In The News

news

A Dairy Road Diverges: Grazing Model Offers Alternative to Industrial Farming

In an article featured as part of an in-depth series on the impact of dairy farming in Wisconsin, Joe Tomandl, III discusses why grazing-based dairy makes the industry stronger while benefiting rural communities.

October 17 2017

By John R. Russett and Maureen McMullen
River Falls Journal

As post-World War II America raced hand-in-hand with a booming economy, the disparate decades preceding lending little insight into industry's imminent scale and scope, proficiencies' perpetuation, bolstered by corporate conglomerates, drove businesses to keep pace.

Gains in productivity, while seemingly essential alongside an exploding population and continued emergence of global markets, left some struggling to find footing. Namely, the nation's farmers.

America's mechanization pushed farmers further from family farms, forcing the continued consolidation of land, efficiencies of scale supplanting seasoned planters' tack.

The dairy industry was no different, but industrialization's inevitable inundation wasn't accepted by all, spawning a countermovement — the heart of which lies approximately two and a half hours east of the St. Croix River Valley.

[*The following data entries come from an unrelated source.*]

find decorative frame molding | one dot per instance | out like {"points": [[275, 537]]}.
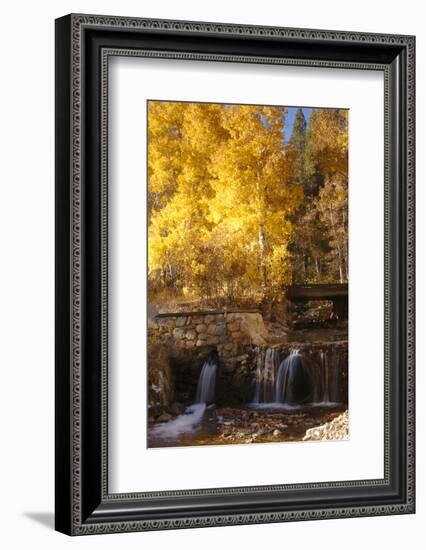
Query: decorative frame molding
{"points": [[84, 44]]}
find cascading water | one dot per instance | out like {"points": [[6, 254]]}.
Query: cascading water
{"points": [[267, 362], [295, 381], [206, 382], [193, 414]]}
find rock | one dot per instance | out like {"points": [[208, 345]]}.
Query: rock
{"points": [[338, 428], [221, 329], [177, 408], [253, 327], [178, 333], [211, 329], [211, 340], [165, 417]]}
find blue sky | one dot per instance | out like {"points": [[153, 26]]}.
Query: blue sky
{"points": [[289, 123]]}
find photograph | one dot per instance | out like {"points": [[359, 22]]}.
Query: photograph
{"points": [[248, 273]]}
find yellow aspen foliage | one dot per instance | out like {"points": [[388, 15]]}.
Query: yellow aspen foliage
{"points": [[219, 201]]}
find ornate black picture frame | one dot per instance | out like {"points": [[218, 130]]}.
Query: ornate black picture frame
{"points": [[83, 503]]}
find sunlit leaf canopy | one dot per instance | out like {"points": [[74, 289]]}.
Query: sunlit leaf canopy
{"points": [[237, 210]]}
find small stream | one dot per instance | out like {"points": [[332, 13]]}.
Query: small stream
{"points": [[294, 388]]}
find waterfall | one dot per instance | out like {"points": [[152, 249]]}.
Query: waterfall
{"points": [[297, 380], [206, 382], [193, 414]]}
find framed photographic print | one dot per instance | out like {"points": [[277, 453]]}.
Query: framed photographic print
{"points": [[234, 274]]}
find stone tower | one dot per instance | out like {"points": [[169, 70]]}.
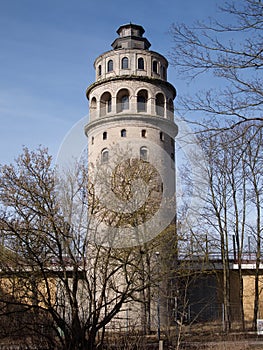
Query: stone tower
{"points": [[131, 101]]}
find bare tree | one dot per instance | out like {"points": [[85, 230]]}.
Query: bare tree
{"points": [[229, 51], [55, 269]]}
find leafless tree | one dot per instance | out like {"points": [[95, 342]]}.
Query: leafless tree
{"points": [[228, 54], [55, 269]]}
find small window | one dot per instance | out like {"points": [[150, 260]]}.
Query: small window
{"points": [[109, 105], [104, 155], [159, 103], [163, 72], [141, 103], [124, 102], [144, 153], [155, 66], [110, 66], [140, 63], [123, 133], [125, 63]]}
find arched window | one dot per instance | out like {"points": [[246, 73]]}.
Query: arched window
{"points": [[110, 66], [105, 103], [123, 100], [159, 103], [140, 63], [125, 63], [104, 155], [142, 98], [163, 72], [170, 106], [93, 107], [155, 66], [144, 153]]}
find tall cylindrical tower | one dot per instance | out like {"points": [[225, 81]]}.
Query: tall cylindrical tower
{"points": [[131, 102]]}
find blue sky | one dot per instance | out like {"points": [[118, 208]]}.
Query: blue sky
{"points": [[47, 50]]}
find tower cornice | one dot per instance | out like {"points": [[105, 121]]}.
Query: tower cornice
{"points": [[155, 81], [164, 124]]}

Less than two miles from where he grew up, third-generation dairy farmer Joseph Tomandl III, baseball cap sitting loosely over dark, curly hair, black T-shirt tucked into well-worn blue jeans, sat down at a picnic table beneath the shade of a barn and stepped his son through the tasks to finish before lunch.

His family's business shifted from the industrial model in the 1980s toward grazing, a method employing fencing to section off patches of grass for cows to eat rather than feeding them in a confined facility.

“I think all of this came when dairies were evolving,” he said. “They either had to really start investing in that industrial type of model, get more milk out of cows, invest in equipment and capital, or they'd maybe think about starting to get out.”

Through that lens, Tomandl helped develop the nation's first and only nationally recognized formal dairy grazing apprenticeship, its headquarters on farmland outside Medford, Wis.

“This is the Tesla of the dairy industry,” he said.

Kewaunee

Bordered in its entirety on the east by Lake Michigan, Door County to the north and the northwest corner nestled against Green Bay, Kewaunee County invites visitors to experience “The Good Life, On a Great Lake.”

In recent years, however, things have been less than good, with 28 percent of the county's tested private wells found unsafe, all three of the county's major waterways put on the Environmental Protection Agency's impaired waters list, and a dead zone that extends from its shore into the bay, as well as multiple beach closures due to unsafe water.

Lee Luft, Kewaunee County Board member involved in ground and surface water protection, spoke to St. Croix County's Ground and Surface Water Quality Study Group as the panel approaches its October deadline for recommendations to the County Board.

Luft said the Mississippi, St. Croix, Red Cedar and Eau Galle rivers along with Lake Pepin are on EPA's impaired water list as well — to name a few. St. Croix County alone has 17 bodies of water on the list.

“I imagine you have a very similar issue here to what Kewaunee County has had,” he said.

Luft cited Kewaunee County's relatively rapid ascension to 11th out of Wisconsin's 72 counties for most cattle as a driving force behind the county's well-publicized water issues.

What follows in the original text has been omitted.